ギャラリー・パルクでは、2013年6月25日[火]から7月7日[日]まで、瓜生祐子による個展「collected mountain」を開催いたします。本展は2011年に開催した瓜生祐子個展「plate journey」に引き続き、2回目となるものです。
瓜生祐子(うりゅう・ゆうこ/1983年~)は2005年に成安造形大学を卒業して以降も関西を拠点に活動を続ける作家で、現在はおもに「食べ物」と「風景」が併存したような絵画を制作しています。

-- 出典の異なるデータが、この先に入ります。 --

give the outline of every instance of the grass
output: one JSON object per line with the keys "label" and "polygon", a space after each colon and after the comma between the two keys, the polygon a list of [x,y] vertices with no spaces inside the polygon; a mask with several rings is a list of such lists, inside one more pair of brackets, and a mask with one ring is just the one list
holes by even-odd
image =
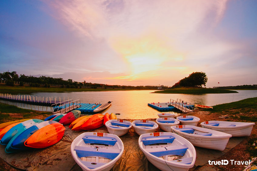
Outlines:
{"label": "grass", "polygon": [[169,94],[210,94],[219,93],[235,93],[235,91],[216,88],[205,88],[201,87],[185,87],[157,91],[152,93]]}

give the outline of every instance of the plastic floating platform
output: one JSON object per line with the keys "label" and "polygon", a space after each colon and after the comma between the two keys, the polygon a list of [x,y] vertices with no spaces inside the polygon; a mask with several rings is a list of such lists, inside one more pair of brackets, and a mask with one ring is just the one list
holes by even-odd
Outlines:
{"label": "plastic floating platform", "polygon": [[94,110],[102,105],[101,104],[99,104],[97,105],[93,103],[81,103],[81,106],[76,110],[78,110],[82,112],[93,112]]}
{"label": "plastic floating platform", "polygon": [[157,109],[159,111],[166,111],[174,110],[175,109],[175,107],[173,106],[168,106],[169,103],[149,103],[148,106],[152,107],[154,109]]}

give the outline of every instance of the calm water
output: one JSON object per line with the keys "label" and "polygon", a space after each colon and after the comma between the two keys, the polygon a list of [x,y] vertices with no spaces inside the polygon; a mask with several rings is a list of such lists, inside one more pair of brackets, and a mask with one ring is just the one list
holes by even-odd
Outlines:
{"label": "calm water", "polygon": [[[38,93],[30,94],[31,96],[56,97],[59,100],[80,99],[84,103],[105,103],[112,101],[112,105],[102,113],[119,113],[118,118],[146,119],[156,118],[160,112],[149,107],[147,104],[152,102],[169,102],[170,99],[181,99],[194,104],[213,106],[230,103],[250,97],[257,97],[257,90],[237,90],[239,93],[186,94],[159,94],[150,93],[153,90],[117,91],[67,93]],[[35,106],[19,103],[2,101],[2,103],[14,104],[20,107],[43,111],[51,111],[49,107]],[[166,113],[177,114],[173,112]]]}

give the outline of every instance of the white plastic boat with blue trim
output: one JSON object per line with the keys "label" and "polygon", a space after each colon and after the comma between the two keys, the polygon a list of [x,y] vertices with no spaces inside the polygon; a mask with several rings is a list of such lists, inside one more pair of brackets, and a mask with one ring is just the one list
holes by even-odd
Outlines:
{"label": "white plastic boat with blue trim", "polygon": [[75,139],[71,150],[74,159],[83,170],[108,171],[121,157],[124,146],[115,135],[86,132]]}
{"label": "white plastic boat with blue trim", "polygon": [[187,171],[195,164],[195,147],[188,140],[174,133],[143,134],[138,143],[148,160],[162,170]]}
{"label": "white plastic boat with blue trim", "polygon": [[192,125],[171,127],[173,132],[184,137],[195,146],[223,151],[232,136],[225,133]]}

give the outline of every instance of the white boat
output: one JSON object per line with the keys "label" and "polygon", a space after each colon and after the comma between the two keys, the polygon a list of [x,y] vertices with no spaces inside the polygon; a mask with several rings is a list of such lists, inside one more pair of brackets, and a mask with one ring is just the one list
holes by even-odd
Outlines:
{"label": "white boat", "polygon": [[99,112],[101,111],[102,111],[104,110],[105,110],[107,108],[109,107],[112,104],[112,102],[111,101],[109,101],[105,104],[102,105],[95,109],[94,110],[93,110],[93,111],[94,112]]}
{"label": "white boat", "polygon": [[179,121],[175,119],[170,118],[157,118],[156,123],[160,128],[165,131],[169,132],[172,132],[171,131],[171,127],[177,125],[179,124]]}
{"label": "white boat", "polygon": [[71,150],[74,159],[83,170],[108,171],[121,157],[124,145],[115,135],[86,132],[73,140]]}
{"label": "white boat", "polygon": [[180,125],[187,125],[196,126],[198,122],[200,120],[199,118],[194,116],[180,116],[177,117],[177,119],[180,122]]}
{"label": "white boat", "polygon": [[132,123],[127,120],[112,119],[106,122],[105,126],[109,133],[120,136],[127,133],[132,127]]}
{"label": "white boat", "polygon": [[145,120],[136,120],[132,122],[135,131],[139,135],[144,133],[153,133],[158,128],[156,122]]}
{"label": "white boat", "polygon": [[138,143],[147,159],[162,170],[187,171],[195,164],[195,147],[188,140],[174,133],[143,134],[139,137]]}
{"label": "white boat", "polygon": [[162,117],[174,118],[176,115],[173,113],[159,113],[157,114],[159,118]]}
{"label": "white boat", "polygon": [[232,136],[250,136],[254,123],[211,120],[201,123],[203,128],[230,134]]}
{"label": "white boat", "polygon": [[232,136],[225,133],[192,125],[177,125],[172,132],[184,137],[195,146],[223,151]]}

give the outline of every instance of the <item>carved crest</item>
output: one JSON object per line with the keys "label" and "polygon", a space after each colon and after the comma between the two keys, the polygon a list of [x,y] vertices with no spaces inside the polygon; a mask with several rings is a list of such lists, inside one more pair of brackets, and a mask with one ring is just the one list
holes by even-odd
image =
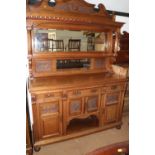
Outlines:
{"label": "carved crest", "polygon": [[49,0],[42,0],[40,3],[41,7],[44,9],[51,8],[53,10],[61,10],[65,12],[94,13],[109,16],[103,4],[98,5],[99,11],[97,12],[94,4],[90,4],[84,0],[55,0],[56,5],[53,7],[48,5],[48,1]]}

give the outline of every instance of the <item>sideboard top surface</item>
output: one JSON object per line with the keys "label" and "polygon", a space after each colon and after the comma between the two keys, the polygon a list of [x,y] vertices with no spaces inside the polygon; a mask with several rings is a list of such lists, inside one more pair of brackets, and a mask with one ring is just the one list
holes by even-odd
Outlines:
{"label": "sideboard top surface", "polygon": [[63,90],[65,88],[98,86],[112,82],[125,82],[127,79],[115,74],[90,74],[36,78],[29,81],[31,92],[44,90]]}

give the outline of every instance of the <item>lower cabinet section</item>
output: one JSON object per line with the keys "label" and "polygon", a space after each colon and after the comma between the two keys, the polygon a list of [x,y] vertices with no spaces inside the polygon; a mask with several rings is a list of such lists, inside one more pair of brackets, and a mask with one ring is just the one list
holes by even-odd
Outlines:
{"label": "lower cabinet section", "polygon": [[[36,93],[35,146],[121,125],[125,83],[64,92]],[[48,95],[52,94],[52,95]]]}
{"label": "lower cabinet section", "polygon": [[61,135],[61,121],[59,115],[42,116],[40,120],[42,138]]}

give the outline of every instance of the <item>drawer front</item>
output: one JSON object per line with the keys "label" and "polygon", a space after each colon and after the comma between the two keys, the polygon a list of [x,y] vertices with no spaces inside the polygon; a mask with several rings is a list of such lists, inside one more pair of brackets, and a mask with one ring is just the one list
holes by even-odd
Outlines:
{"label": "drawer front", "polygon": [[115,84],[110,86],[104,86],[101,88],[101,92],[109,92],[109,91],[121,91],[125,89],[125,84]]}
{"label": "drawer front", "polygon": [[90,89],[77,89],[68,91],[67,94],[69,97],[78,97],[91,94],[98,94],[100,92],[99,88],[90,88]]}
{"label": "drawer front", "polygon": [[47,92],[47,93],[41,93],[41,94],[35,95],[35,102],[37,103],[50,102],[50,101],[53,101],[55,99],[60,99],[60,98],[62,98],[61,92]]}

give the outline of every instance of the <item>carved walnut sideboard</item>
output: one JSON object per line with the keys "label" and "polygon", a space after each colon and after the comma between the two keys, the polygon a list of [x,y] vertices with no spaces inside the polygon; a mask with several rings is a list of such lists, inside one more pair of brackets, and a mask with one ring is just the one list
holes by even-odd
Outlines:
{"label": "carved walnut sideboard", "polygon": [[120,128],[127,80],[112,63],[123,23],[84,0],[27,5],[26,20],[35,150]]}

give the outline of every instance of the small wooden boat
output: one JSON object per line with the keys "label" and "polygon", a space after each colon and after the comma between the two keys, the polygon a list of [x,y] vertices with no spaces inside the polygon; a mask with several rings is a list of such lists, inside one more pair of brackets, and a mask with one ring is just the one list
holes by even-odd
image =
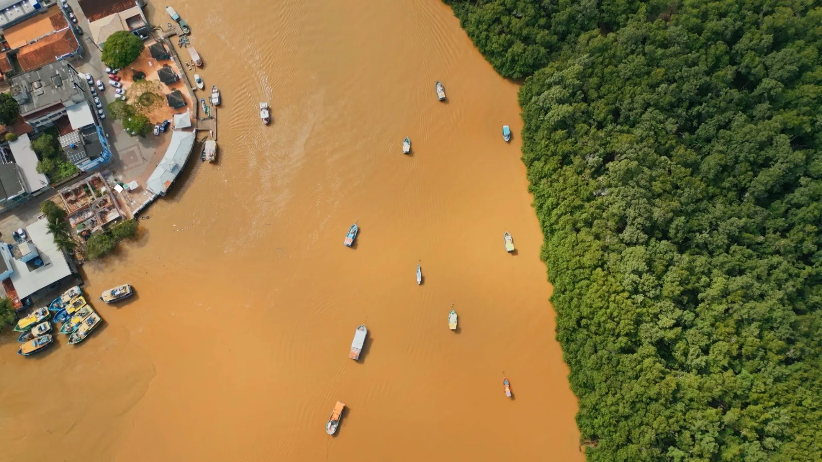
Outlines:
{"label": "small wooden boat", "polygon": [[357,361],[363,353],[363,345],[365,344],[365,338],[368,336],[368,328],[365,324],[360,324],[354,330],[354,340],[351,342],[351,351],[349,352],[349,358]]}
{"label": "small wooden boat", "polygon": [[14,330],[17,332],[25,332],[35,326],[37,326],[40,322],[48,319],[48,316],[50,316],[51,312],[48,311],[48,307],[37,308],[29,316],[18,321],[17,325],[14,326]]}
{"label": "small wooden boat", "polygon": [[40,335],[21,345],[20,349],[17,350],[17,354],[29,356],[35,353],[39,353],[53,343],[54,343],[54,337],[51,334]]}
{"label": "small wooden boat", "polygon": [[331,411],[331,417],[328,418],[328,423],[326,425],[326,432],[329,435],[337,432],[337,428],[339,427],[339,419],[343,418],[343,410],[344,409],[345,404],[337,401],[336,405],[334,406],[334,410]]}
{"label": "small wooden boat", "polygon": [[90,334],[95,329],[97,328],[103,322],[103,318],[97,313],[91,313],[91,316],[85,318],[85,321],[80,325],[80,327],[75,330],[72,335],[68,338],[68,344],[73,345],[74,344],[79,344],[80,342],[85,340],[88,338],[89,334]]}
{"label": "small wooden boat", "polygon": [[219,90],[215,85],[211,85],[211,104],[215,106],[219,105]]}
{"label": "small wooden boat", "polygon": [[54,313],[54,322],[66,322],[72,317],[72,315],[68,314],[68,312],[65,308]]}
{"label": "small wooden boat", "polygon": [[436,89],[436,99],[440,101],[446,100],[446,87],[442,86],[442,82],[436,81],[436,84],[434,85],[434,88]]}
{"label": "small wooden boat", "polygon": [[78,296],[76,298],[72,299],[71,302],[68,303],[67,305],[66,305],[66,311],[68,312],[68,314],[74,314],[77,312],[77,311],[80,310],[80,308],[82,308],[85,306],[85,298],[82,295],[81,295]]}
{"label": "small wooden boat", "polygon": [[62,323],[60,326],[60,333],[66,335],[74,332],[77,330],[80,323],[82,322],[86,317],[89,317],[91,313],[95,312],[95,310],[91,309],[91,307],[85,305],[79,312],[72,316],[72,319]]}
{"label": "small wooden boat", "polygon": [[502,235],[502,240],[506,244],[506,252],[508,253],[514,252],[514,238],[511,238],[511,233],[506,231],[506,233]]}
{"label": "small wooden boat", "polygon": [[24,344],[32,339],[39,337],[40,335],[48,333],[49,330],[51,330],[51,322],[48,322],[48,321],[41,322],[35,326],[31,330],[21,334],[20,336],[17,337],[17,341]]}
{"label": "small wooden boat", "polygon": [[132,295],[134,295],[134,290],[132,289],[132,286],[127,284],[124,284],[122,285],[113,287],[108,290],[104,290],[103,294],[100,295],[100,300],[105,302],[106,303],[113,303],[114,302],[119,302],[123,298],[128,298]]}
{"label": "small wooden boat", "polygon": [[357,238],[358,233],[359,233],[359,227],[355,223],[351,225],[351,228],[349,228],[349,233],[345,235],[345,241],[343,243],[345,244],[345,247],[349,247],[354,244],[354,239]]}
{"label": "small wooden boat", "polygon": [[202,67],[203,62],[200,59],[200,54],[197,53],[197,50],[194,49],[194,47],[188,47],[188,54],[192,55],[192,61],[197,67]]}
{"label": "small wooden boat", "polygon": [[268,112],[268,103],[260,103],[260,118],[266,125],[271,122],[271,117]]}
{"label": "small wooden boat", "polygon": [[203,152],[200,155],[200,159],[203,162],[206,160],[214,162],[217,159],[217,141],[206,140],[203,145]]}

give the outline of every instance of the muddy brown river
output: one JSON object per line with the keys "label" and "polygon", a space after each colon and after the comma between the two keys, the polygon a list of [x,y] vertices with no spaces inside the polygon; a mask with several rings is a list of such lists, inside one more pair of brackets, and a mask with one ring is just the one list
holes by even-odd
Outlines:
{"label": "muddy brown river", "polygon": [[[169,4],[191,25],[206,88],[222,90],[219,163],[192,159],[137,242],[84,266],[95,300],[121,283],[137,292],[94,303],[106,324],[91,338],[21,358],[0,335],[0,459],[582,460],[518,87],[451,11]],[[347,412],[329,437],[337,400]]]}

例えば瓜生は日々おこなわれる食事にあって、スプーンやフォークによって「食べ進める」という当たり前の行為の中から、そこに「山や谷のある情景」を見出し、その形を捉えます。このように瓜生の絵画制作は、自身が実際に「見える」情景を起点としてはじまります。雄大な風景の鳥瞰図のようにも見えるその絵画は、瓜生がお皿を覗き見る視点であり、望遠鏡や顕微鏡で異なる世界を覗くような不思議な視覚感覚を呼び起こします。
また、作品全体の淡い色彩は、パネルにアクリル絵具によって鮮やかな色面で描かれた画面を薄い綿布で覆うことで生じています。これによって絵具の物質感や本来の色彩を曖昧にし、その上から鉛筆で色の輪郭を捉え、山の稜線をなぞるように自由な線を加えていきます。この二重構造ともいえる独自の手法は、目に見える(見えた)であろう「ありのままの情景」を、自由な想像による「イメージの世界」に変換させるもので、これによって鑑賞者は、「食べ物」といった身近で小さな世界と、「風景」といった大きなスケールの世界を軽快に行き来するかのような視覚体験が出来るのではないでしょうか。
瓜生自身が体験した富士山登山からの眺望と、食べ崩されたカレーライスから発想を得た《curry and rice》(上野の森美術館「VOCA展 2013」出品作品)や、「京都美術ビエンナーレ2013」(京都文化博物館)にて毎日新聞社賞受賞作品《shokado bento》を中心に展示する本展では、様々な「食べ物」あるいは「山々の風景」を見る事ができます。
取るに足らない小さな出来事が、大きな世界の糸口となるように、作品を通して、大きな「山」の存在を小さな日常に見ることができるのかもしれません。
わたしにとって描くこととは、ひとつの世界をつくることです。
この世界が今あることを、当たり前に過ごしてしまう中でうつろいゆく小さな景色を拾い集めています。
世界を確かめ見つめるこの眼差しを、イメージの世界の中へ閉じ込めたいのです。現在、食べ物の中に広がる風景を描いています。
お皿の上には新しい世界が誕生し、食べることで崩壊しながらやがて消滅してしまうドラマがあります。その一瞬一瞬をかみしめながら、二度と出会うことのできない景色を見つめています。
この手の中で起こる小さな出来事が、手の届かない大きな世界につつまれるように、ここに今あることも、限りない世界の一部であるということを教えてくれるのです。